I had a quick look at ur diet as well. ugh. wow. scrap it.
start reading up on glycemic index stuff. it will change your life and understanding of what you eat.
sugars are the enemy. if you see sugar written in the nutritional info, and it's over like 4 or 5 per portion, don't buy it
especially if it's something you are going to eat often. sugars are what work hard to keep those lbs on.
and if it were me, those fats are too high. they say that in a 40/40/20 split the fat is ok. i kinda
think this is high.
have g brice write something up for you working with what you like to eat.
and I'll let you know now, you will get used to eating stuff you don't like.
that's dieting. it's work, just like your cardio. but keep at it for the long term.
dieting isn't a month thing. it's a life thing. keep the good habits that you learn.
and don't get discouraged because it isn't falling off like the biggest loser.
i don't care what they say, that's not healthy.
shoot for a lb to two a week. that's do-able and wont have you wanting
to quit before you even get started.

----------


## RaginCajun

> I did weight today and LBB, you are so right...I could only do chest flys without weights. I pulled back on all weights - It will be a little bit before I can be wonder woman again..LMAO!!!
> 
> Family...they don't matter. I went to Victoria's Secret yesterday for bras.....ok...wait for it......WAAAAIIIIIITTTTTTTT FFFFFOOOOOORRR IIIITTTTTT!
> 34 DD. *Smoking Hot double d's*.....love that plastic surgeon. We were shooting for full Cs. OOOPPPPSSSSS!!!!!

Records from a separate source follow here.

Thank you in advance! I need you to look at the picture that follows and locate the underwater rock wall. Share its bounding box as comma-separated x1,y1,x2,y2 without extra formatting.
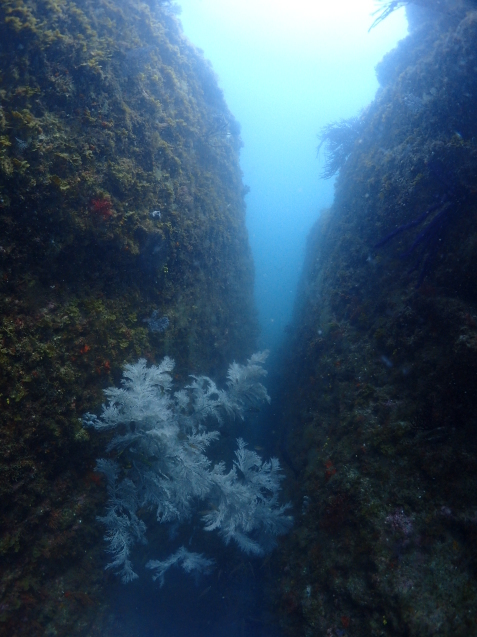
0,0,257,635
277,3,477,637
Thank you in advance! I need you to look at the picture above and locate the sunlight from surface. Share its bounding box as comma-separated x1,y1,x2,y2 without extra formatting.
179,0,407,348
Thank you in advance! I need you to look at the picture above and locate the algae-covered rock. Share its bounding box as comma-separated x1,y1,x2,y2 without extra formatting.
279,2,477,637
0,0,256,635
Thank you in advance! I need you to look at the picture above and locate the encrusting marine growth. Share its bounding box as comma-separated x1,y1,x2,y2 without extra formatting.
83,352,292,585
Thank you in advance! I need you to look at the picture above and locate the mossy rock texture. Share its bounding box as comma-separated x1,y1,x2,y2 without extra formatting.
277,3,477,637
0,0,257,637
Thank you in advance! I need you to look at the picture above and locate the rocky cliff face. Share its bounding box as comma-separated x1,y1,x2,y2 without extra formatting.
0,0,257,635
280,3,477,637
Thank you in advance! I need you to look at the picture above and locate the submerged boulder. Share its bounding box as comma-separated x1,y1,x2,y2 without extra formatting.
0,0,257,635
279,2,477,637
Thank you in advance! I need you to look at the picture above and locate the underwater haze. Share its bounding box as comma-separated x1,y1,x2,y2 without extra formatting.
180,0,407,350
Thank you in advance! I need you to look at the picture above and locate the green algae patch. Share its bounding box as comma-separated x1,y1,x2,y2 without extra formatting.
0,0,257,635
276,2,477,637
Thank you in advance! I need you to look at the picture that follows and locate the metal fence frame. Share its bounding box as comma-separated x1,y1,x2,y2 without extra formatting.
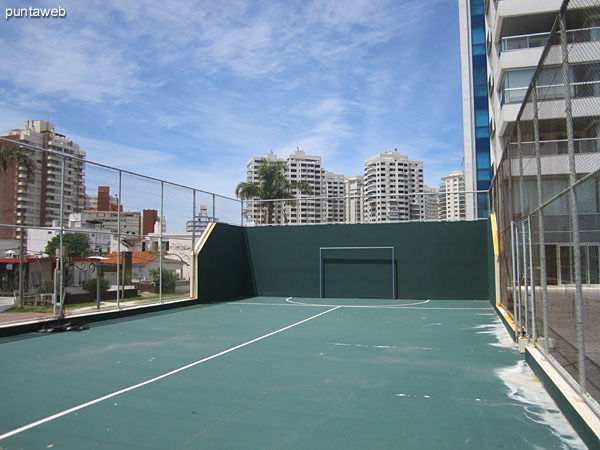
491,0,600,416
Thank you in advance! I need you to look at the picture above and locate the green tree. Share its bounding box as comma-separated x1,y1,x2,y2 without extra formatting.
149,269,177,292
44,233,92,258
235,159,312,225
81,278,108,292
0,142,35,182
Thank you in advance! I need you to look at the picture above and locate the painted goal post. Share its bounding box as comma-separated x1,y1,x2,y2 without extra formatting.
319,247,396,298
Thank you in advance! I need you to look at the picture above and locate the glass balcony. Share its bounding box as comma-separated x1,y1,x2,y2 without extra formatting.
510,138,600,157
501,81,600,105
500,27,600,52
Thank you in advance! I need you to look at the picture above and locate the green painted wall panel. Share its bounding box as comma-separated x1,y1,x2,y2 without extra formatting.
246,221,489,299
198,223,255,302
198,221,493,301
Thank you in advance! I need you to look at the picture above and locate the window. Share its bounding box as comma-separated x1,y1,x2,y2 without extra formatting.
475,109,489,127
471,28,485,45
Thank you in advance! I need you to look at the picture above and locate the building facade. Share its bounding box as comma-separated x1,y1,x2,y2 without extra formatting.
323,172,345,223
423,185,439,222
344,175,365,223
438,170,467,222
185,205,216,234
0,120,85,239
245,149,328,225
364,150,423,223
458,0,492,220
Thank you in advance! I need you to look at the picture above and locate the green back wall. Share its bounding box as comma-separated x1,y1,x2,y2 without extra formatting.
246,221,490,299
197,223,256,301
198,221,493,300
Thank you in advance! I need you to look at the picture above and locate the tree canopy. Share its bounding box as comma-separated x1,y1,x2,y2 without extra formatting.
44,233,92,258
235,159,312,224
0,142,35,182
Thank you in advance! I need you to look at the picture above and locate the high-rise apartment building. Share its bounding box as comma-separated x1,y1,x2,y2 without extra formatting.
323,171,345,223
185,205,215,234
364,150,423,223
486,0,600,163
458,0,600,218
344,175,365,223
422,184,439,222
0,120,85,239
246,149,328,225
458,0,492,219
438,170,466,221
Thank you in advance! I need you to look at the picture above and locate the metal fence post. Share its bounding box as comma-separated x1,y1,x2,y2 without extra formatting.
531,84,550,355
58,155,66,319
521,220,529,338
158,181,165,303
117,170,122,308
527,217,537,342
192,189,196,253
560,11,586,395
213,194,217,222
510,222,520,338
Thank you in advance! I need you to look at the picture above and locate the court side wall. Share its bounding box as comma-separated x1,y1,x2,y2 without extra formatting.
245,221,493,300
197,223,255,302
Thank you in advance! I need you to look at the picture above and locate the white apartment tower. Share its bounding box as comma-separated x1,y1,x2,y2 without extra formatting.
486,0,600,166
246,149,328,225
438,170,466,221
323,172,345,223
0,120,85,239
458,0,600,218
344,175,365,223
364,150,423,223
422,185,438,222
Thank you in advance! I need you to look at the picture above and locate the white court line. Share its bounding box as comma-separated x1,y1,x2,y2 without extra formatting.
285,297,431,309
0,306,339,441
232,297,490,311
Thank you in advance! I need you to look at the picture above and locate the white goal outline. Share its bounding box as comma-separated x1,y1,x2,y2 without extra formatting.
319,247,396,299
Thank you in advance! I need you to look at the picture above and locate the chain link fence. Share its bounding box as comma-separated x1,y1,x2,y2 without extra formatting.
491,0,600,414
0,138,242,322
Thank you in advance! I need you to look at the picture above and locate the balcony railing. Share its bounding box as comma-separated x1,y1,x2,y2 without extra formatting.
500,27,600,52
510,138,600,157
501,80,600,105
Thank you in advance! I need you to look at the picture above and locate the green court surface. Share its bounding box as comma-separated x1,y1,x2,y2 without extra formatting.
0,297,580,449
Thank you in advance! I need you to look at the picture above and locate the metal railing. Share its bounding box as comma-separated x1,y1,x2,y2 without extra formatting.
491,0,600,416
501,80,600,105
244,190,488,226
0,134,243,321
500,27,600,52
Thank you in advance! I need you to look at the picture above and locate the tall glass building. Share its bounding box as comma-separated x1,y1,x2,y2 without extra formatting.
458,0,492,219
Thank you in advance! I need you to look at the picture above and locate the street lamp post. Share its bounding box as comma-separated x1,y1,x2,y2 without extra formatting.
90,256,108,311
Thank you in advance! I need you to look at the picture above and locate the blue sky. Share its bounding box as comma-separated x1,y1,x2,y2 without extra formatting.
0,0,463,196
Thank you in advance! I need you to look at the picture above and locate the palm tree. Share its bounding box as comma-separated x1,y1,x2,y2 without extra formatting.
0,142,35,182
235,159,312,225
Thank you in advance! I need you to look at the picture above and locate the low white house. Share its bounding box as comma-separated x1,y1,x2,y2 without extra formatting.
102,252,184,284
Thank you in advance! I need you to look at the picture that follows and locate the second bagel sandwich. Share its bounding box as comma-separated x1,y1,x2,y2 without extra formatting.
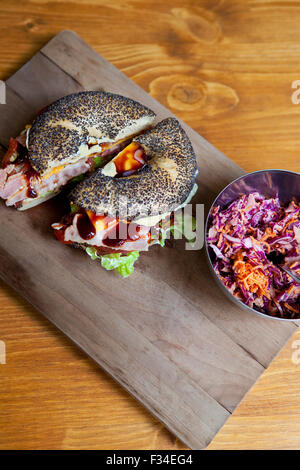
0,91,155,210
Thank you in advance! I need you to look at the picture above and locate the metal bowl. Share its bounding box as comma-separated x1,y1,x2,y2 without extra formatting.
205,170,300,321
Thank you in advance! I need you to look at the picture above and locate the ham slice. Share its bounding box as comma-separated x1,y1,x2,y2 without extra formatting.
0,158,92,206
52,214,150,253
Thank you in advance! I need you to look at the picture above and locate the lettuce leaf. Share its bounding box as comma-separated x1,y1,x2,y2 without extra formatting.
159,212,196,247
86,247,139,277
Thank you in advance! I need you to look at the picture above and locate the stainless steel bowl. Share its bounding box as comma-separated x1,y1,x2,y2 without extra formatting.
205,170,300,321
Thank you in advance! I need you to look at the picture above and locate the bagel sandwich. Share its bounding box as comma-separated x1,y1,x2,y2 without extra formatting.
0,91,155,210
52,118,198,277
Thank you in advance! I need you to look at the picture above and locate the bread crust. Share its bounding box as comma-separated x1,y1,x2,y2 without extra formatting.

that is the best description i have read all day and probably won't get it out of my head all day! love it!

----------


## GirlyGymRat

Walk on over to gb log and u can visualize a little easier. Hahahaha

----------


## Ladyblahblah

> Weigh in day and I am back down to 139.2. Yay!!!! I am pleased but realize that would be further along had I not eaten TREATS. Still easing back into workouts. Weights r where I needed to pull back, esp upper body. 
> 
> All and all very happy. In past would have gained a good 4 - 6 lbs in sept and Oct so I feel AHEAD in this game. I have not given up hope on losing 4 lbs by end of year. No biggie if I don't. I can't tell u how much joy it will be to start the new year down almost 40 but I will take 35 as a boobie prize.....made a funny!!!!


You'll be able to do upper body resistance training before you know it.

Glad to see that you're on the other side of 140.  :Smilie:  Most of all, it's great to hear you say that you're happy!!

----------


## GirlyGymRat

I hope I am still on this side of 140 cuz I ate carbs all weekend. Even had to take tummy meds. Feel like crap today. Why do I do that? Had a gathering at my place and everyone brought sweets. I couldn't stop. Uggg. Hate myself. 

I did workout both days but not long enough to compensate. Poo.

----------


## SlimmerMe

We aren't robots! Just a little glitch.....you are probably back on the horse already. But I hear ya. I do!

----------


## RaginCajun

trust me, i am having the same problem. just have to push forward and grind it out some more!

----------


## GirlyGymRat

Weigh in Wednesday and I am just at 140...which not too bad considering the damage from last weekend's party at my place....lots of good food (aka...CARBS) and warm apple cider with mulling spices and Captain Morgan spiced rum and cinnamon sticks.....guess I had too many cinnamon sticks!

Getting back to pushing a little more weigh at the gym..still not where I was. Also, spinning my little heart out...I am addicted to spin class! We did endurance training for 1 hour tonight and I am whooped. Instructor started "TABATA TUESDAYS" which is pushing hard for 60 seconds, 10 seconds relax and repeat this 8 times for a set...7 - 8 sets in a class. TABATA for spinning is an adaptation of weight training. It is just a different way of working out...good for fat loss. 

Anyway. I have sworn off the candy jar at work. My co-workers tacked some whoopers and starburst to my wall...almost like smeeling salts in a doctors office...what a bunch of goof offs!!!!

----------


## tbody66

Okay, I can't possibly chime in on all the madness. Great work, post pics, keep it up, luv ya'!

----------


## SlimmerMe

Where are ya girl? Need to see you here.......

----------


## RaginCajun

> Okay, I can't possibly chime in on all the madness. Great work, post pics, keep it up, luv ya'!


here you go again with pics!!! you missed these also!!!!!!!! and a shot of the new puppies!

----------


## tbody66

Okay, well when you step out for a half a minute everyone posts temporary pics, sheesh!!! GGR, you need to post your current workout routine, with specific exercises including sets/reps and poundages, we'll get you back on track with a turbo boost!!!

----------


## GirlyGymRat

> here you go again with pics!!! you missed these also!!!!!!!! and a shot of the new puppies!


re 

you are so bad....but members disappear and lots happend...the puppies are lookin so good...but I have learned in the past few weeks that the girls need an correction so I am looking to do that in January...which is the soonest the surgeon will touch me. I won't have nearly as much downtime! THANK GOODNESS!!

----------


## GirlyGymRat

> Where are ya girl? Need to see you here.......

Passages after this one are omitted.